Even if you’re not into thrifting and are more comfortable in a HomeSense, you can still apply the same principle. I get sucked in by all the gorgeous servingware at HomeSense so I didn’t register for much of it. I knew I would rather come across something unique and affordable at HomeSense than register for a bland and overpriced item at a department store. For this reason, you may want to consider registering for a gift card or two from your favourite decor or housewares store.

6. Consider the children

You may not have kids yet, but if you are planning on having kids that’s something you may want to consider when making a wedding registry.

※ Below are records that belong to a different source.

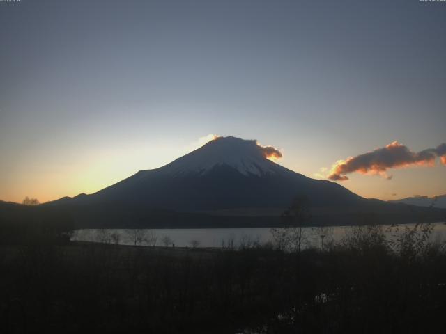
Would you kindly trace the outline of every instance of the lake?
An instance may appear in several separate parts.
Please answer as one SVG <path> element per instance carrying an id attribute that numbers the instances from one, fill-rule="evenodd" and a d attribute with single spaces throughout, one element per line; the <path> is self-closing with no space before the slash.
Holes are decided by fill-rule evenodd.
<path id="1" fill-rule="evenodd" d="M 446 224 L 432 224 L 431 240 L 433 242 L 446 241 Z M 401 233 L 405 226 L 400 225 Z M 334 226 L 324 228 L 305 228 L 306 240 L 304 247 L 321 244 L 321 235 L 323 234 L 324 243 L 339 241 L 351 230 L 351 226 Z M 398 232 L 391 225 L 383 225 L 389 239 L 395 238 Z M 270 228 L 199 228 L 199 229 L 84 229 L 75 231 L 72 241 L 115 243 L 121 245 L 164 246 L 176 247 L 239 247 L 249 246 L 254 243 L 265 244 L 272 241 Z"/>

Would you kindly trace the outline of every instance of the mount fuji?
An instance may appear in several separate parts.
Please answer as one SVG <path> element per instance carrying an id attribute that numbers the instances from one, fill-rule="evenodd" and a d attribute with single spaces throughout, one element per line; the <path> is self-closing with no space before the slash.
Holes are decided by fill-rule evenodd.
<path id="1" fill-rule="evenodd" d="M 345 223 L 360 212 L 401 209 L 289 170 L 267 158 L 271 150 L 254 140 L 218 137 L 159 168 L 46 205 L 68 208 L 81 225 L 157 227 L 277 224 L 295 196 L 308 198 L 316 221 L 330 214 L 332 222 Z"/>

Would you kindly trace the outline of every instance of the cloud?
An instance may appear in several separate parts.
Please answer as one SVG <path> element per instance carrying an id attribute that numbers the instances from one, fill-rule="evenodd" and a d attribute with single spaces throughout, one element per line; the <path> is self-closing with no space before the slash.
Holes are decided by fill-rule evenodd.
<path id="1" fill-rule="evenodd" d="M 269 159 L 270 160 L 277 160 L 283 157 L 282 152 L 280 152 L 277 148 L 272 146 L 262 146 L 259 143 L 257 143 L 257 146 L 260 149 L 260 151 L 263 154 L 266 159 Z"/>
<path id="2" fill-rule="evenodd" d="M 328 177 L 334 181 L 345 181 L 348 180 L 346 174 L 359 173 L 367 175 L 380 175 L 390 180 L 392 175 L 387 174 L 389 168 L 413 166 L 432 167 L 437 157 L 440 157 L 441 162 L 446 165 L 446 143 L 436 148 L 415 152 L 397 141 L 394 141 L 384 148 L 345 160 L 338 160 L 332 166 Z"/>

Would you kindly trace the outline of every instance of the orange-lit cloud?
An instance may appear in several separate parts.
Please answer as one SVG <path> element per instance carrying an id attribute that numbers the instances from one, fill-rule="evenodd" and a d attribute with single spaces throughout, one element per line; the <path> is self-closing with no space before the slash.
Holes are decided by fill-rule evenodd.
<path id="1" fill-rule="evenodd" d="M 337 161 L 332 166 L 328 177 L 334 181 L 345 181 L 348 180 L 346 174 L 359 173 L 367 175 L 380 175 L 390 180 L 392 175 L 387 174 L 389 168 L 413 166 L 432 167 L 438 157 L 446 165 L 446 143 L 443 143 L 436 148 L 428 148 L 415 152 L 397 141 L 394 141 L 384 148 Z"/>
<path id="2" fill-rule="evenodd" d="M 283 157 L 282 152 L 272 146 L 262 146 L 257 143 L 257 146 L 266 159 L 277 160 Z"/>

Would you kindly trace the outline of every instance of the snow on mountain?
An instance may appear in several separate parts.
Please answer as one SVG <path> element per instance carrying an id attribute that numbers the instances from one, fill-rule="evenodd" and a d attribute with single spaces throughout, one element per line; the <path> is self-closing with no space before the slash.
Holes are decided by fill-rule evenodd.
<path id="1" fill-rule="evenodd" d="M 256 141 L 219 137 L 158 170 L 172 177 L 206 175 L 215 168 L 224 166 L 233 168 L 245 176 L 283 173 L 284 168 L 265 157 L 262 148 Z"/>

It would be weird if you registered for kids bedding and toys, but extra dishes and towels will come in handy when you have little ones running around. Sure, it’s not super convenient to store and move extra stuff when you don’t already have kids, but it might be hard to find matching place settings down the road when there are more chairs around the table.

7. Don’t forget the boring stuff

Photo by Heather Ford on Unsplash

If you are like me you will have a hard time not adding all the decorative cushions and throws to your list. But before you go there, don’t forget the mundane everyday stuff that’s even less sexy than a nice set of towels. I’m talking things like tools and cleaning supplies. The stuff that you don’t want to have to go out and buy when you’re in the middle of a household emergency! Consider browsing my cleaning kit list for ideas.

8. Think outside the house

Photo by Laura Pluth on Unsplash

Adam and I love camping so we registered for a bunch of camping supplies including an air mattress, camp chairs, a cooler, camping pots, a lantern, etc. This seemed to be the most popular category on our registry! I think it was because these items were a bit more unique and reflected things Adam and I enjoy doing together. If you and your significant other have a shared hobby, you may want to register for a few things that are useful for that hobby. If nothing comes to mind and if you’re not big on camping, you might want to consider adding some things for outside like gardening and lawn tools or even patio furniture.

And that completes my list of wedding registry advice! If you’re getting married, I hope you found this helpful and I wish you every happiness in your new life together! Thanks for reading!